Antropolożka Anna (Maria Dębska) jedzie na Podhale, chcąc odnaleźć własną tożsamość i zmienić otoczenie. W serialu zaczynamy śledzić jej losy, gdy podczas wycieczki w góry odkrywa ludzkie zwłoki. Od tej chwili zostaje wciągnięta w śledztwo w sprawie morderstwa tytułowego Jana Ślebody (Jan Englert).
Ta rola nie jest częstą kreacją aktorki. Dotychczas mogliśmy obserwować ją w przeważnie ekspresyjnych rolach - tu natomiast jest introwertyczną, wycofaną postacią.
Historia przedstawiona w serialu, to fabuła poruszająca wątki historyczne, społeczne, psychologiczne. Relacje miłosne plączą się z chęcią dorobienia się majątku, a przy tym wszystkim pojawia się też historyczny wątek Goralenvolk. Serial nie jest dokładną ekranizacją książki. Wiele wątków zostało pominiętych lub powierzchownie potraktowanych. Maria Dębska, wspominając budowanie roli, podkreślała swoje skonfundowanie, wynikające z różnic między książką a scenariuszem serialu.
W produkcji występuje cała plejada polskich aktorek i aktorów. Poza wspomnianymi już Marią Dębską i Janem Englertem, na ekranie możemy podziwiać też między innymi Macieja Musiała, w roli dziennikarza Bastiana Strzygonia i Piotra Packa, jako lokalnego policjanta Jędrka Chowańca.

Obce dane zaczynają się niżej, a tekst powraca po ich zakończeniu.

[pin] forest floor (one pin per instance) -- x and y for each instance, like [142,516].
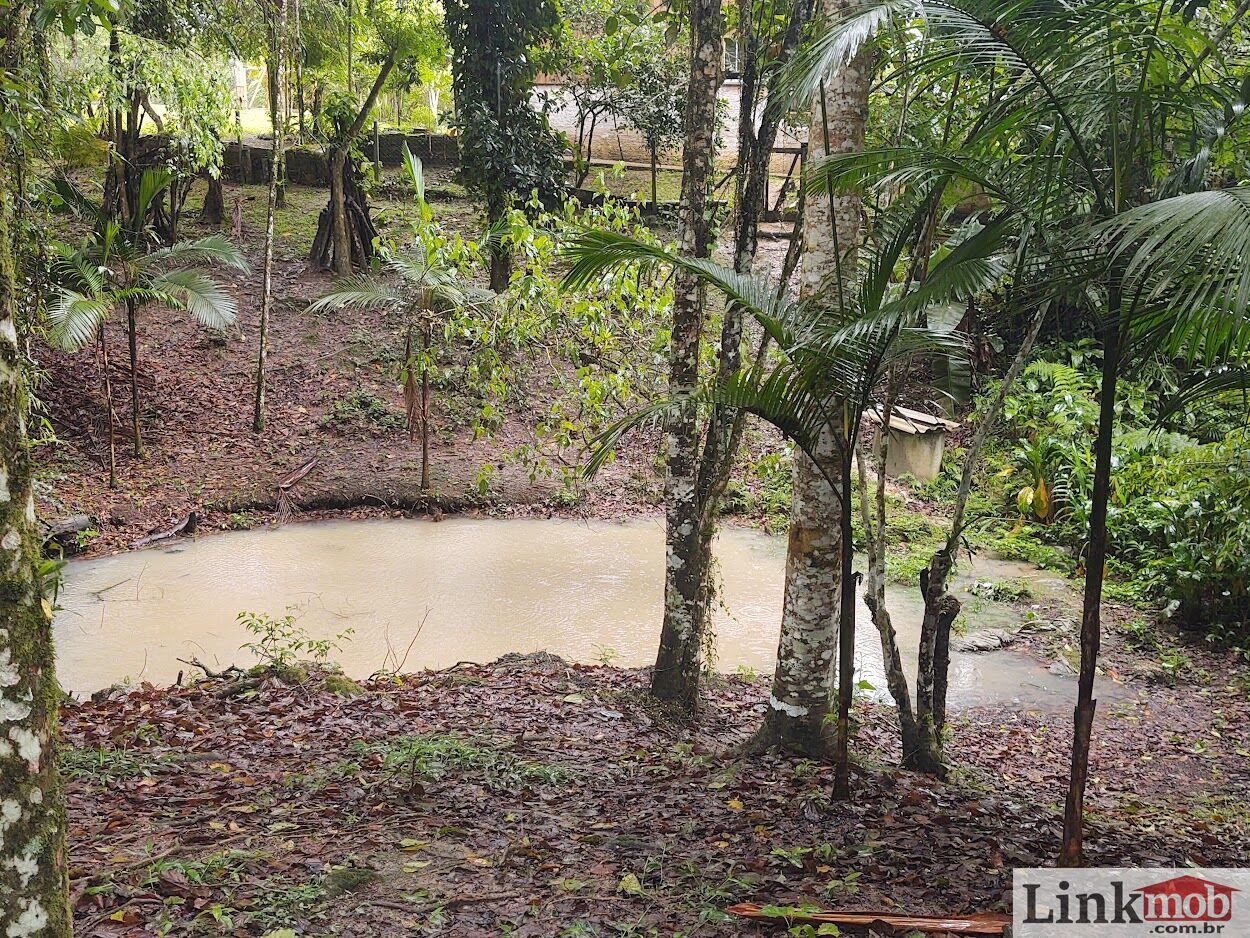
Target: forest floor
[333,394]
[535,798]
[528,797]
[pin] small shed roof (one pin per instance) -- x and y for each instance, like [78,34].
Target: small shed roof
[913,422]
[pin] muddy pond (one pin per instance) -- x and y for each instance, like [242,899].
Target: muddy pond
[423,594]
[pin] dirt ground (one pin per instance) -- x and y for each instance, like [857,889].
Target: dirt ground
[535,798]
[196,397]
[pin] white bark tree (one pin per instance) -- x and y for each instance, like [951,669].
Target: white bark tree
[33,866]
[801,698]
[678,663]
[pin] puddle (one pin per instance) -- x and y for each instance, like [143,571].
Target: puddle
[430,594]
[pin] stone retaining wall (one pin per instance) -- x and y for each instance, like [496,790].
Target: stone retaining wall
[306,165]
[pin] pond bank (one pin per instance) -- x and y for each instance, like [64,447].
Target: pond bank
[421,594]
[546,799]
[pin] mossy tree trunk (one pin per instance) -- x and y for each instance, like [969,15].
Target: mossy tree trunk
[801,698]
[34,887]
[679,660]
[276,59]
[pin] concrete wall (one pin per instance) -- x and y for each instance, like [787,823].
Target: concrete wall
[306,165]
[615,141]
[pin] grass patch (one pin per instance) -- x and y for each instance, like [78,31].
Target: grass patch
[363,408]
[100,766]
[439,756]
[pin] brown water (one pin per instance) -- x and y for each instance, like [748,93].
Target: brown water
[468,589]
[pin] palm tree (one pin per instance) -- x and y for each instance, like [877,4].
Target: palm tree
[110,268]
[420,289]
[834,360]
[1095,140]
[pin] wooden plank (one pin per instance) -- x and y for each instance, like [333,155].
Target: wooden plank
[986,923]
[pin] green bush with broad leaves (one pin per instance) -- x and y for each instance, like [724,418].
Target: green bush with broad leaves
[1179,517]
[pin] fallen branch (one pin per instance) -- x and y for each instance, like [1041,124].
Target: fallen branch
[285,505]
[186,525]
[230,670]
[985,923]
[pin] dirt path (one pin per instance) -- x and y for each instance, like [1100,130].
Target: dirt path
[533,798]
[333,395]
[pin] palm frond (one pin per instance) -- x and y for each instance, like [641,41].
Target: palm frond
[828,53]
[73,268]
[78,201]
[199,294]
[593,253]
[74,319]
[214,249]
[1205,385]
[1185,259]
[415,174]
[151,184]
[363,290]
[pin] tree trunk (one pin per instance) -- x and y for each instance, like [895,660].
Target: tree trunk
[341,263]
[276,58]
[299,73]
[108,408]
[679,660]
[874,590]
[214,203]
[655,181]
[133,339]
[800,698]
[34,882]
[425,407]
[345,231]
[1095,562]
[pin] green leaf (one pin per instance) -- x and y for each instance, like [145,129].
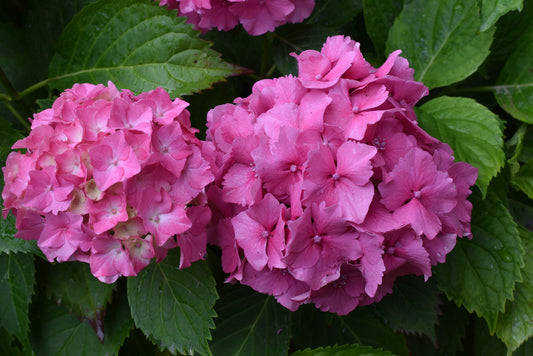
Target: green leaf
[8,345]
[343,350]
[57,332]
[514,89]
[174,307]
[492,10]
[515,326]
[523,180]
[139,45]
[313,328]
[440,39]
[379,17]
[481,273]
[412,307]
[45,20]
[483,342]
[250,323]
[470,129]
[525,350]
[11,244]
[326,12]
[450,330]
[78,290]
[522,212]
[17,278]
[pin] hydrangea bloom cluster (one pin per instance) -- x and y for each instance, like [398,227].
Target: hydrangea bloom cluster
[110,179]
[256,16]
[326,189]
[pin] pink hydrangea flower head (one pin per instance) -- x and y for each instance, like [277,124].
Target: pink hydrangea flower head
[326,189]
[111,179]
[256,16]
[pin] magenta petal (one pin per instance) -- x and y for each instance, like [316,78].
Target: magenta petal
[249,236]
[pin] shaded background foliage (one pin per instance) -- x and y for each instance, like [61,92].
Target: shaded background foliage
[475,56]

Niedociągnięciem ze strony twórców i przy tym słabą stroną w serialu wydaje się być góralska gwara i ogólnie pojęta góralszczyzna. Maluje się ona jako mało autentyczna, zbyt łagodna, bez wyrazu i typowych dla mieszkańców Podhala emocji. Zaletą tej produkcji są zdecydowanie zdjęcia Tomasza Augustynka, prywatnie wspinacza i górskiego pasjonata, który pięknie przedstawia tatrzańską scenerię.